Let’s take a look at how Contrast Protect blocks a user from exploiting the SQL injection vulnerability—which is a natural extension into higher-level environments, since this is where the application is made available to the outside world.
Navigate to the “Servers” page—top left, next to “Applications.” Make sure “Protect” is turned on (green).
Contrast “Servers” tab: confirming that “Protect” is turned on
Next, navigate back to the WebGoat Application View and you should see “Protect” enabled.
The application view showing “Protect” is enabled
Now that we have Contrast Protect running, let’s make our way to “Policy,” click “Protect,” and then search for “sql” in order to find the SQL injection rule that Contrast Protect will be referring to. Switch the capability from “Monitor” to “Block” in order to prevent the user from being able to exploit the SQL injection vulnerability we found in our WebGoat application.
Changing the “Protect” SQL injection policy to “Block”
Note: The Contrast Security agent takes a minute or two to enable the change in configuration.
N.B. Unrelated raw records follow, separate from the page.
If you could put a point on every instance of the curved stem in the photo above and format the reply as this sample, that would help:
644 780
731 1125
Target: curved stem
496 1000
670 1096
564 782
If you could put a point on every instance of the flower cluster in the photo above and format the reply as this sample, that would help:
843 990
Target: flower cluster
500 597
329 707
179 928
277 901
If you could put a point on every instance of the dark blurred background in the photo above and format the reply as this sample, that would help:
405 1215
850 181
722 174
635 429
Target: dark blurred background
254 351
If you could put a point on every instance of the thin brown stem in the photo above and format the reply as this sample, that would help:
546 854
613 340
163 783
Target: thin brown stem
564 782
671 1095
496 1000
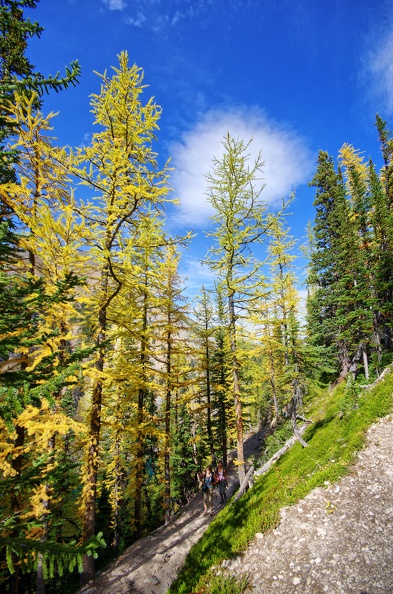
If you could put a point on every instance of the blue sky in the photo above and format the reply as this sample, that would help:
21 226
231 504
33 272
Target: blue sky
297 76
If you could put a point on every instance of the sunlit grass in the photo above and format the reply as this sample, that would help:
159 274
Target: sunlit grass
340 421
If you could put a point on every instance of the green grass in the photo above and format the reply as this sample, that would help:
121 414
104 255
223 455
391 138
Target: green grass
340 421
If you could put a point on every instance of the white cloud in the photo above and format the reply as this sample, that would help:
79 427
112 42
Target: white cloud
115 4
379 71
195 274
287 159
138 21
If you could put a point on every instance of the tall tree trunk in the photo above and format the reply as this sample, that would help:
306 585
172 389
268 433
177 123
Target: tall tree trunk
93 451
236 392
168 431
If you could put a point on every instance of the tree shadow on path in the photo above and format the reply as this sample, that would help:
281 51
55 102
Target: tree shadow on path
152 563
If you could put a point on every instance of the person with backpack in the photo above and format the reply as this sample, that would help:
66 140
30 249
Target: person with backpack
221 479
207 480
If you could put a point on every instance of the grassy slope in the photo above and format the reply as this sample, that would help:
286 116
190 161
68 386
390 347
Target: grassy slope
340 422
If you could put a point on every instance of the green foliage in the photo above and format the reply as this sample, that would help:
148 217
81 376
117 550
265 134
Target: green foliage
333 440
221 583
54 556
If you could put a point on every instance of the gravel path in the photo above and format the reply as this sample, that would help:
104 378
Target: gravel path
337 540
150 565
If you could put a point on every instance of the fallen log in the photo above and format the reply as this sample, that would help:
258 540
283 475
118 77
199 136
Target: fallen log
288 444
247 482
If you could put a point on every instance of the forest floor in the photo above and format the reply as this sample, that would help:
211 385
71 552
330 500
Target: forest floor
151 564
338 539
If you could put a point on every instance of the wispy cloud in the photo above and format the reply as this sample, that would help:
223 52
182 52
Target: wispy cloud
136 21
379 72
115 4
288 162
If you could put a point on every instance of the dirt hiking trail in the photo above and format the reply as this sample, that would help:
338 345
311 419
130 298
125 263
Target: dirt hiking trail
151 564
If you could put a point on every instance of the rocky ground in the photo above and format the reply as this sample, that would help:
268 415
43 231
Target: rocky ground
337 540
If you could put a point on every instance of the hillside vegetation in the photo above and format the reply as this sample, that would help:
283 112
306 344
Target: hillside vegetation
340 421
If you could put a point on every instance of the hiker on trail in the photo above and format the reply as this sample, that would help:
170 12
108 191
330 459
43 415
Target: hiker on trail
207 480
221 478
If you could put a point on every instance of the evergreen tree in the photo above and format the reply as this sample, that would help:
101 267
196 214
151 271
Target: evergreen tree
17 74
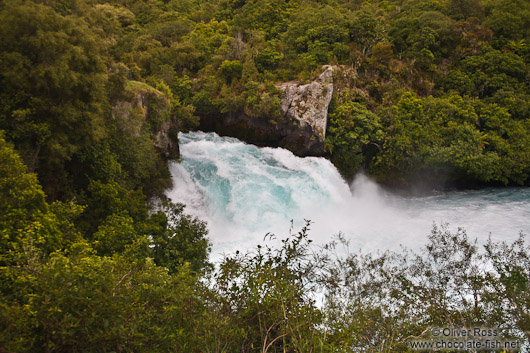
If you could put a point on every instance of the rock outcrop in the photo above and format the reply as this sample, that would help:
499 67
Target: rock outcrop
147 113
308 104
302 128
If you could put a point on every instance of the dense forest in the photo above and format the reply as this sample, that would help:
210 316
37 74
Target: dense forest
94 258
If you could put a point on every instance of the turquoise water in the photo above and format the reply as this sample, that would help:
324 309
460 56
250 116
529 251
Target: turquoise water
244 192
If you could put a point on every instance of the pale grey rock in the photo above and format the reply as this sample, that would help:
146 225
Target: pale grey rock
308 103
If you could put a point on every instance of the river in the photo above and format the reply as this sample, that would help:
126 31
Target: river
244 192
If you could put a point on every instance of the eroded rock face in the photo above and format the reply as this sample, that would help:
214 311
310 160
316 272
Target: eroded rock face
308 104
143 114
302 129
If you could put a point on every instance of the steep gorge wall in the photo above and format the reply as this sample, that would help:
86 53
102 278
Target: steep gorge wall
302 128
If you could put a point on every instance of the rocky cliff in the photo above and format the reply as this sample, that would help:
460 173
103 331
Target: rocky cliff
302 128
147 112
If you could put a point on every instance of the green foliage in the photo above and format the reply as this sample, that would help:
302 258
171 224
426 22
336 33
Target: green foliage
179 239
352 128
52 103
231 70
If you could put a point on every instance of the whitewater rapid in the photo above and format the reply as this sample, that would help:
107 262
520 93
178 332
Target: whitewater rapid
244 192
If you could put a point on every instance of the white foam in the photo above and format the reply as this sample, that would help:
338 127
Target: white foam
244 192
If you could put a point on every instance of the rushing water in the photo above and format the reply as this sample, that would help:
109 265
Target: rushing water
244 192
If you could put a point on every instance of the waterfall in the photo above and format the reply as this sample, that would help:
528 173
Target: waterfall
244 192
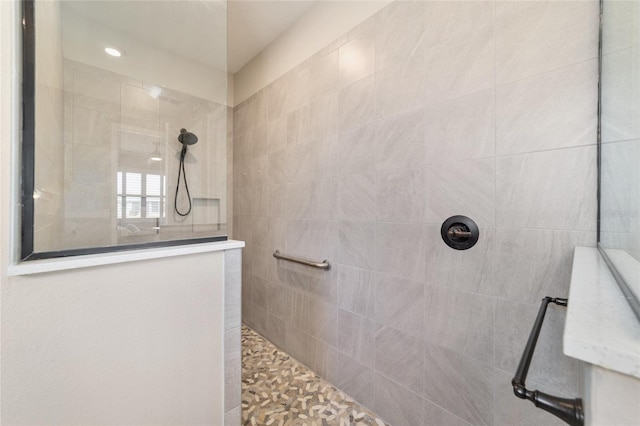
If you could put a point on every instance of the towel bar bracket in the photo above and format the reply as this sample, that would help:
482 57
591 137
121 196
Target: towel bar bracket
567 409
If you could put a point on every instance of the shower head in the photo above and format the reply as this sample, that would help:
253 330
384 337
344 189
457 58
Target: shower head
187 138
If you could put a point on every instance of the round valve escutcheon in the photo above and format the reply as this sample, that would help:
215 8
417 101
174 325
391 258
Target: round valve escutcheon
460 232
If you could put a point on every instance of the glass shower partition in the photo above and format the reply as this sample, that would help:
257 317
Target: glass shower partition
113 85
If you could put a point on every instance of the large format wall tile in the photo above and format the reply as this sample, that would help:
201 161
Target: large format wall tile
400 195
461 129
400 88
356 60
460 385
471 270
356 291
620 105
435 415
460 321
619 202
356 244
449 19
400 304
400 358
356 151
534 37
400 141
402 252
424 111
549 98
356 380
356 337
536 263
357 104
461 188
401 33
539 190
357 197
397 404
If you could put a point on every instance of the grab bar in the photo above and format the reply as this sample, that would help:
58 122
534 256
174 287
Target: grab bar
569 410
322 265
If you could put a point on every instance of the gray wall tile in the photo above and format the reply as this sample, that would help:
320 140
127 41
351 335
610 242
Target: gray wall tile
460 188
462 386
356 337
549 366
362 169
400 141
460 66
539 190
402 252
356 380
536 264
461 129
472 269
357 197
400 33
399 357
546 99
400 195
356 244
357 104
400 303
534 37
356 291
396 404
460 321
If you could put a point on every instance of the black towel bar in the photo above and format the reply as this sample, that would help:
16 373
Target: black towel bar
569 410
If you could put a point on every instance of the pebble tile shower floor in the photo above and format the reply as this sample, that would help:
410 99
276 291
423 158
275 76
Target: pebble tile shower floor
277 390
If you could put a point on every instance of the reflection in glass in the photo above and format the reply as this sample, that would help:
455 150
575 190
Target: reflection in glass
106 149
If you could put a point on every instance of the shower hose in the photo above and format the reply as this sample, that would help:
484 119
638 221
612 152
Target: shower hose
182 172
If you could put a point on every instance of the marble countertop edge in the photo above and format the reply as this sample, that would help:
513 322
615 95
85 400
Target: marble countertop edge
600 326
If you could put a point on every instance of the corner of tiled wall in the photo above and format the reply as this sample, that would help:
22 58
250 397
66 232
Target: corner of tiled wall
232 336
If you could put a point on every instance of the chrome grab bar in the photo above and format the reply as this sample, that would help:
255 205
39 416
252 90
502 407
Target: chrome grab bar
322 265
569 410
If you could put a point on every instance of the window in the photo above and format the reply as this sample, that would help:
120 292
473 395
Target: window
140 196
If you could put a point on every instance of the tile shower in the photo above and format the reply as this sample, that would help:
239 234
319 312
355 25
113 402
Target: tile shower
486 109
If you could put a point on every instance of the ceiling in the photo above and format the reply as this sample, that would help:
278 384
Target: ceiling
197 29
253 25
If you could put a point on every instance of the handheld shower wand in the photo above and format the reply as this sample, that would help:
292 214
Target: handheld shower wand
185 138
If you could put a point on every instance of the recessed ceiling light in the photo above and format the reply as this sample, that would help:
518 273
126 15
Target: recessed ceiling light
113 51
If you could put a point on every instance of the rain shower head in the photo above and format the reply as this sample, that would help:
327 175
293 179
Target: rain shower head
187 138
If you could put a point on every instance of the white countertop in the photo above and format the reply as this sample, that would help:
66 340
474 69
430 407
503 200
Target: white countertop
600 328
75 262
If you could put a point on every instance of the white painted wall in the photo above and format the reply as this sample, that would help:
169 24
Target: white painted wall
325 22
131 343
135 343
141 60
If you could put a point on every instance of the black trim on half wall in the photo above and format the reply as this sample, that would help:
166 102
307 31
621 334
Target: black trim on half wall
28 129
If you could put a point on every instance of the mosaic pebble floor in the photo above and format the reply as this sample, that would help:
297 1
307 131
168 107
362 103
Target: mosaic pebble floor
277 390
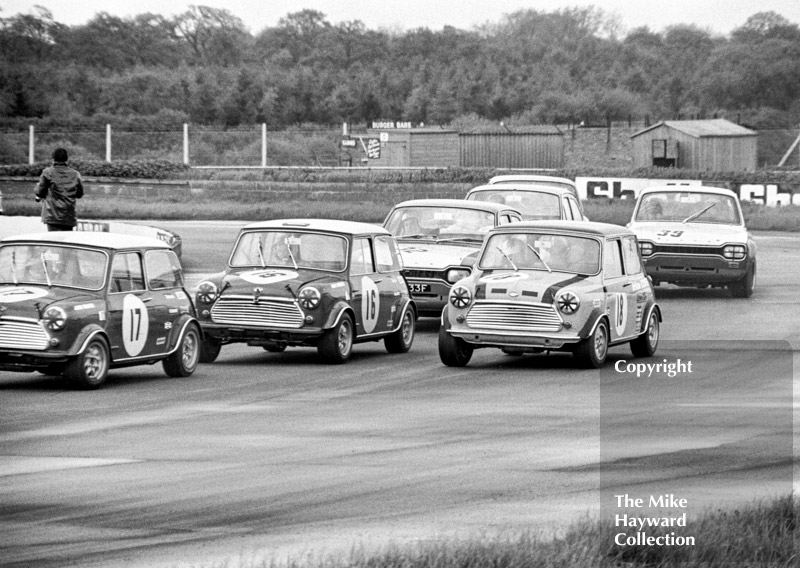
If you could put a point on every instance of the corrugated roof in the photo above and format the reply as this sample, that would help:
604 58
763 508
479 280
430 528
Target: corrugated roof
703 128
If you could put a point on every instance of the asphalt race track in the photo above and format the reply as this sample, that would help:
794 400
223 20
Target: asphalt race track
264 455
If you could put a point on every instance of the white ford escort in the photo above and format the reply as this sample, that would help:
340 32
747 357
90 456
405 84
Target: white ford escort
695 237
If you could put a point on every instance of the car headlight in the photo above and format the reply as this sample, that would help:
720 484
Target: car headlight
734 252
207 292
568 302
309 298
460 297
455 274
55 318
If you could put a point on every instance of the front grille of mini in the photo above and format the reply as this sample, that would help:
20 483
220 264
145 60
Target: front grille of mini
514 316
23 334
263 313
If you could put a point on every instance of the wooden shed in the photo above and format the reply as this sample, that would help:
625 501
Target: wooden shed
702 145
530 147
411 147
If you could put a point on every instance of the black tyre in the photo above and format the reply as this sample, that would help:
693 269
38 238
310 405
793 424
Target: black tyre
183 361
90 368
400 341
593 350
209 350
744 287
453 351
645 345
337 343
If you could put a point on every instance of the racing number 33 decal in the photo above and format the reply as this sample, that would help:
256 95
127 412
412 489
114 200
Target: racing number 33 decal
135 324
370 304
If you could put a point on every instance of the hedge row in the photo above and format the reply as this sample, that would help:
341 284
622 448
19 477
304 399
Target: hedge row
162 169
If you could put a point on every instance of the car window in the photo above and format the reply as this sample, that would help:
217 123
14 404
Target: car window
567 211
361 258
686 206
387 255
290 249
576 212
53 265
612 259
163 269
126 273
630 253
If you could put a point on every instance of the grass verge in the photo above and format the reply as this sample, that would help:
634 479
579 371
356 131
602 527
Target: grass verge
761 534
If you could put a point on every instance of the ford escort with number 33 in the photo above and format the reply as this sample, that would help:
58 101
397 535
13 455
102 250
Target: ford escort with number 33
435 236
541 286
80 303
308 282
695 236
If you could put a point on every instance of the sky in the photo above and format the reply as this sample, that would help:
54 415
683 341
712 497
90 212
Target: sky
718 16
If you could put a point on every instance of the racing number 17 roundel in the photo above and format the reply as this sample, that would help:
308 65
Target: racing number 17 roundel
135 324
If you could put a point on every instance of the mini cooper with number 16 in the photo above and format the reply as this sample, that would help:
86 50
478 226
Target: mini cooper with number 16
80 303
541 286
695 236
308 282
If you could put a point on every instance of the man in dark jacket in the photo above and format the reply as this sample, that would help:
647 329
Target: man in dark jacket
59 186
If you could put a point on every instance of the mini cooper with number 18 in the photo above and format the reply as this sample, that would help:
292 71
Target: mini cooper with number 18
695 236
80 303
541 286
308 283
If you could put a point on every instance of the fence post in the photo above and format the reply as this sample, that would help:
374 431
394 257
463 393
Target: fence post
185 143
264 145
108 142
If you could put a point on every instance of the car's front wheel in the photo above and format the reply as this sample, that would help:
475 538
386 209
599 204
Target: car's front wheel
209 349
453 351
90 368
183 361
645 345
337 343
592 351
400 341
744 287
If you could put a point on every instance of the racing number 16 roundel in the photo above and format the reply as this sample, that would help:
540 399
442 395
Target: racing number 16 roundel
370 304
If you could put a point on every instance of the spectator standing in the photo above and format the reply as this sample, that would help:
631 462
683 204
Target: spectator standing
59 187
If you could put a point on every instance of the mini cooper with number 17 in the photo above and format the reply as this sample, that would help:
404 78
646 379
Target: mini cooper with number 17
308 283
541 286
79 303
695 236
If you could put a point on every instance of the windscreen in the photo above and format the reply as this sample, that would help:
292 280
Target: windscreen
52 265
290 250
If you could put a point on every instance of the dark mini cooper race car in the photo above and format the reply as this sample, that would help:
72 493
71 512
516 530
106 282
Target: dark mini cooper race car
435 236
79 303
308 282
549 286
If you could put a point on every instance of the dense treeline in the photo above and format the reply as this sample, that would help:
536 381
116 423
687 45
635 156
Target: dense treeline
532 67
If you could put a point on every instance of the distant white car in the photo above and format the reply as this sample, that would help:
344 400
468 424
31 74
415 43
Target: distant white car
172 239
551 181
695 237
535 202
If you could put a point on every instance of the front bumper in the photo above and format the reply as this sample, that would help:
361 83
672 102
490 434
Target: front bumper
430 296
27 361
261 335
694 269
Next, navigate back to the Webgoat application to see what happens when we try to run the same user search as before—but this time let’s pass the string “Smith’ or ‘1’=’1” as the parameter to see if we can exploit the SQL injection vulnerability.
Attempting to exploit a SQL injection vulnerability in WebGoat
Because Contrast Protect has been enabled to block the SQL injection exploit, the application denies the user the ability to execute the search and an exception surfaces notifying the user of the issue.
Contrast has successfully blocked the potential attack—all we had to do was turn on Contrast Protect. This will in turn give you the ability to block attacks and enable your teams to enhance the application without having to worry about outside users exploiting vulnerabilities. No changes to higher-level environments are needed until your teams are able to deliver the enhancements necessary to address the exploits Contrast finds.
Just to recap—we onboarded an application into EKS via AWS Fargate. We made sure the Contrast agent was baked into the container image that was being deployed and passed the agent configuration details via Kubernetes secrets/configMaps.
We can now start to evaluate our application security posture (vulnerabilities and exploits) and proceed to enhance our application, making our application safer and more secure in the process. Security—especially at the application layer—is essential to ensure that your applications are not only safe from attackers but protected against any type of threat that may compromise your users or IP.
Once you’re up and running with your first application, it then makes sense to repeat the steps above across the remainder of your application portfolio. The Contrast platform’s seamless scalability ensures that application security testing and protection capabilities are embedded wherever your applications are developed and delivered.